About two days after talking with my son about the “big money” that professional athletes make, I had a conversation with a co-worker (John) about the taxes that we pay in this country. Keep in mind, I am dirt broke and it is very appealing in rhetoric that the wealthy pay a different percentage of taxes than me. Sure, I would love to pay only 2% taxes of my entire income and have the wealthy foot the bill for my eating, schooling of my children, and a dozen other things, but last I check America was supposed to be a country based on hard work and rewards for such work.
It is easy to say that wealthy should pay more because they have more, but why does having more mean that someone should be punished for what he has? I explained to my son that a person earning a 4 million dollar contract for his hard work as an athlete from the time he was 5 years old pays a tax rate of about 35% that comes out to 1.4 million dollars in taxes. Now let’s take a look at what is at least the average amount of work a kid does before he gets the scholarship to college, drafted by a professional MLB team, or even makes his high school baseball team. In one week, I hit my son 300 ground balls and 200 fly balls. He spent 10 hours in the gym, 3 hours playing catch, 1.5 hours in the batting cages (out of pocket cost $30), 1 batting lesson (cost $40 for a half hour), and played in six baseball games. This was the normal week for my son during the summer of 2010. Adding 6 hours of reading and studying just to keep his brain sharp, he spent 56 hours in one week working on his life’s dream.
Sadly enough, I know some people who worked harder than this.

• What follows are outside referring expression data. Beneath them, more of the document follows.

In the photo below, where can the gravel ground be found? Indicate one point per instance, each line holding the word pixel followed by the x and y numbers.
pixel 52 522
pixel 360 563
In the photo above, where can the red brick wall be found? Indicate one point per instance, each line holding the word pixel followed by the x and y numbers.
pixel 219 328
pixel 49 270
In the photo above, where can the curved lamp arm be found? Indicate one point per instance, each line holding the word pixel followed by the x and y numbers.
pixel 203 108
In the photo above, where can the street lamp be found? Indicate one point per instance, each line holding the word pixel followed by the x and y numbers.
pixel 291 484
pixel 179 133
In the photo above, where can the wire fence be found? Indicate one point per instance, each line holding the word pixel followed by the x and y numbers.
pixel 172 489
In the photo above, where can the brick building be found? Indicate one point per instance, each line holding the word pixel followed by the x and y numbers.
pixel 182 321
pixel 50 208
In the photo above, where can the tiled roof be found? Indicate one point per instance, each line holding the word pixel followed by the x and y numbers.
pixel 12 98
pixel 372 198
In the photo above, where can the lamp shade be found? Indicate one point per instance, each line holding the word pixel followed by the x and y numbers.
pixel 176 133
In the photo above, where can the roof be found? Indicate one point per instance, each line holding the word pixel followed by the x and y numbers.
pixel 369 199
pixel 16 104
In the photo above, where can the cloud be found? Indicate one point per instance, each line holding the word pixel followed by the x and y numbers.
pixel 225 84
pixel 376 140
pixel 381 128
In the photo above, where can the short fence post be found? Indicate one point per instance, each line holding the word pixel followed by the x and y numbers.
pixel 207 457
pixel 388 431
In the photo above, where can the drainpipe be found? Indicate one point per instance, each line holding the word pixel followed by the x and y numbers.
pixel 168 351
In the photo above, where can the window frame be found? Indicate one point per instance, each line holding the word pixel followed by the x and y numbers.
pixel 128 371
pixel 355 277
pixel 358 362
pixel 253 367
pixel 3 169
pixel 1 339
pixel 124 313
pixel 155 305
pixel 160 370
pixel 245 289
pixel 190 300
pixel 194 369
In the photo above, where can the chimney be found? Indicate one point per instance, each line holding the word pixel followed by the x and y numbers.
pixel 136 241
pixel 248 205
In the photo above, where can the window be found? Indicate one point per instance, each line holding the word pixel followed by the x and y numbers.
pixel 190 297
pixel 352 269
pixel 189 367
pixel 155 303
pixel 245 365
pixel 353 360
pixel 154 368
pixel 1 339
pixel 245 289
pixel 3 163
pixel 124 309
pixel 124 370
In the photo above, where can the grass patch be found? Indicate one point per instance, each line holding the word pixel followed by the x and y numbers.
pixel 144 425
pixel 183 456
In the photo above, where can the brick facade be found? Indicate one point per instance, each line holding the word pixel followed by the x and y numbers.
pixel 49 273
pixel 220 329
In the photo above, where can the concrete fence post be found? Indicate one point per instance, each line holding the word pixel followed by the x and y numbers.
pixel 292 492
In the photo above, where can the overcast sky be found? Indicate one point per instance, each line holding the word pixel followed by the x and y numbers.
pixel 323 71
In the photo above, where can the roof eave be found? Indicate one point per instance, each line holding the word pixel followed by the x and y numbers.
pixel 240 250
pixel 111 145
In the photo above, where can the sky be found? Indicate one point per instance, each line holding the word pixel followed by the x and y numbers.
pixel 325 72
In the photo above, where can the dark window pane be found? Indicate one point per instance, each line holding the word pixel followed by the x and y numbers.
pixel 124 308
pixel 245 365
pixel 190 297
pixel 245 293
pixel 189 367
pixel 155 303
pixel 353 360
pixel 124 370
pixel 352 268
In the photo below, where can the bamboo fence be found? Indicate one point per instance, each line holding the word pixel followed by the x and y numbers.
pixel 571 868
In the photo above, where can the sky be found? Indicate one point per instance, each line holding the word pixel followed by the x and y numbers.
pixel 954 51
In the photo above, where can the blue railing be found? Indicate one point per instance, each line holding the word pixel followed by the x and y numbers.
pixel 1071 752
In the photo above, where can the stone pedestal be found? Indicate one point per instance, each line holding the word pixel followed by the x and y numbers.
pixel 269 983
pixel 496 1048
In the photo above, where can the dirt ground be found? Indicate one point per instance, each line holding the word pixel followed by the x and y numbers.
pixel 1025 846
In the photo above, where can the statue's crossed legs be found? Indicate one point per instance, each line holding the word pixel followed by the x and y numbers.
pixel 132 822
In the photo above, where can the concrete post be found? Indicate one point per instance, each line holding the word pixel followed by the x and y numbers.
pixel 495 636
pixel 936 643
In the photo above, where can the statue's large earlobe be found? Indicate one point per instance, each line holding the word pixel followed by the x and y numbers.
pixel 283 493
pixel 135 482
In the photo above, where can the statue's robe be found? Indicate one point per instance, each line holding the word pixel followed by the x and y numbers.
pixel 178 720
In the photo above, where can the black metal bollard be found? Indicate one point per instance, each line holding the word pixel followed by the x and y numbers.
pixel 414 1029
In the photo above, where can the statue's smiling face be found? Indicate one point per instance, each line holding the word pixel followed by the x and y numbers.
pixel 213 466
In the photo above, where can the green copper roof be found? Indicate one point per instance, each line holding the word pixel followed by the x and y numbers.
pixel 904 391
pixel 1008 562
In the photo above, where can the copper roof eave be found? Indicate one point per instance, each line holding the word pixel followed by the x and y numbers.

My oldest son grew up with Kevin Ross and his father, Gerald was the baseball coach. Gerald Ross use to say “We don’t practice, we train.” He use to work out with his park district team 3 to 3.5 hours at a time in the middle of the July heat just so that his team would be first out of the six team division. He use to spend his own money renting gyms in the winter time to train his team. As a result, his son, Kevin was drafted out of high school by the Pittsburgh Pirates. I tip my hat to Kevin as his older brother who had arguably more talent became side tracked in high school and fell off. I say this only to show that the level of commitment for a successful high school athlete runs far deeper than the time put in on the field and in the gym. The level of commitment extends to the choices the athlete makes when he has down time.
Now a kid like my son and those like Kevin Ross work harder at their dream than an adult earning $25,000 a year; and these kids do this for free from the time they are 7 or 8 years old. If an athlete worked 56 hours a week for ten months of the year and if his efforts were worth $8 per hour he would have a work value of $24,624 per year if we calculate time and a half for overtime and unpaid two weeks of vacation. Let’s multiply that by the ten years of amateur work where he is not paid we get to $246,240. This comes out to the allocated signing bonus value of the 168th pick in the major league baseball draft. In other words the efforts of my son in pursuit of his dream is valued at about $247,300 after 10 years of work if he is one of the lucky kids drafted out of high school. Another way of understanding this is to say a person works 56 hours per week for 10 years receiving no pay for his work until 10 years later when he gets it all in one lump sum. Now my question is why should he have to pay a 20 – 25% tax rate just because he was offered a lump sum of the compilation of many hours of work valued at $8 per hour over a ten year period?